Netflix, the name synonymous with on-demand entertainment, makes streaming movies and TV shows seem effortlessly simple. You press play, and instantly, video magic appears on your screen. But behind this user-friendly interface lies a complex and fascinating infrastructure. This article dives deep into the architecture that powers Netflix, focusing on the crucial role of Netflix Servers in delivering billions of hours of content globally.
To truly appreciate the scale of Netflix’s operation, consider these impressive statistics from 2017:
- Over 110 million subscribers worldwide.
- Operations spanning more than 200 countries.
- Nearly $3 billion in revenue per quarter.
- Over 5 million new subscribers added each quarter.
- More than 1 billion hours of video played weekly.
- 250 million hours of video streamed on a single day in 2017.
- Accounting for over 37% of peak internet traffic in the United States.

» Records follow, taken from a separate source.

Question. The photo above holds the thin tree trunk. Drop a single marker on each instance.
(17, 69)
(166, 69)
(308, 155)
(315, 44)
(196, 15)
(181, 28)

- A planned $7 billion investment in new content in 2018.
These numbers highlight a critical point: Netflix is massive. Its global reach, vast subscriber base, and sheer volume of streamed content demand an incredibly robust and efficient system. For Netflix, ensuring a seamless viewing experience is paramount. As a subscription-based service, viewer satisfaction directly translates to subscriber retention. If “play” doesn’t work, or buffering interrupts movie nights, Netflix risks losing valuable customers.
Netflix’s Two-Cloud Strategy: AWS and Open Connect
Netflix’s infrastructure is a compelling case study in cloud computing, showcasing sophisticated strategies for scalability, reliability, and global content delivery. Interestingly, Netflix doesn’t rely solely on a single cloud provider. Instead, it operates across two distinct cloud environments: Amazon Web Services (AWS) and its own custom-built Content Delivery Network (CDN) called Open Connect.
These two clouds work in tandem to provide the Netflix experience you know and love. AWS handles the backend operations, everything that happens before you press play, while Open Connect takes over after you hit play, managing the delivery of video content directly to your device.
The Three Pillars of Netflix Streaming: Client, Backend, and CDN
To understand how Netflix servers function, it’s helpful to visualize the system in three key parts:
-
Client: This is the user interface you interact with – the Netflix app on your smartphone, the website on your computer, or the app on your smart TV. Netflix meticulously controls the client experience across all supported devices.
-
Backend (AWS): Powered by AWS, the backend is responsible for all pre-playback operations. This includes:
- Processing and preparing new video content.
- Managing user accounts and subscriptions.
- Handling user requests from all client devices.
- Personalizing recommendations and artwork.
-
Content Delivery Network (Open Connect): This is Netflix’s global CDN, the network of Netflix servers specifically designed for video delivery. Open Connect stores Netflix content in strategically located servers around the world. When you press play, the video streams from the nearest Open Connect server to your device.
This vertically integrated approach, controlling the client, backend, and CDN, allows Netflix to maintain end-to-end control over the viewing experience. This control is key to ensuring the reliability and quality that Netflix users expect globally.
From Datacenters to AWS: The Evolution of Netflix’s Backend
Netflix’s journey to the cloud was born out of necessity. Launched in 1998 as a DVD rental service, Netflix recognized the future of on-demand streaming. In 2007, they introduced their streaming service, a pivotal moment that coincided with the rise of cloud computing.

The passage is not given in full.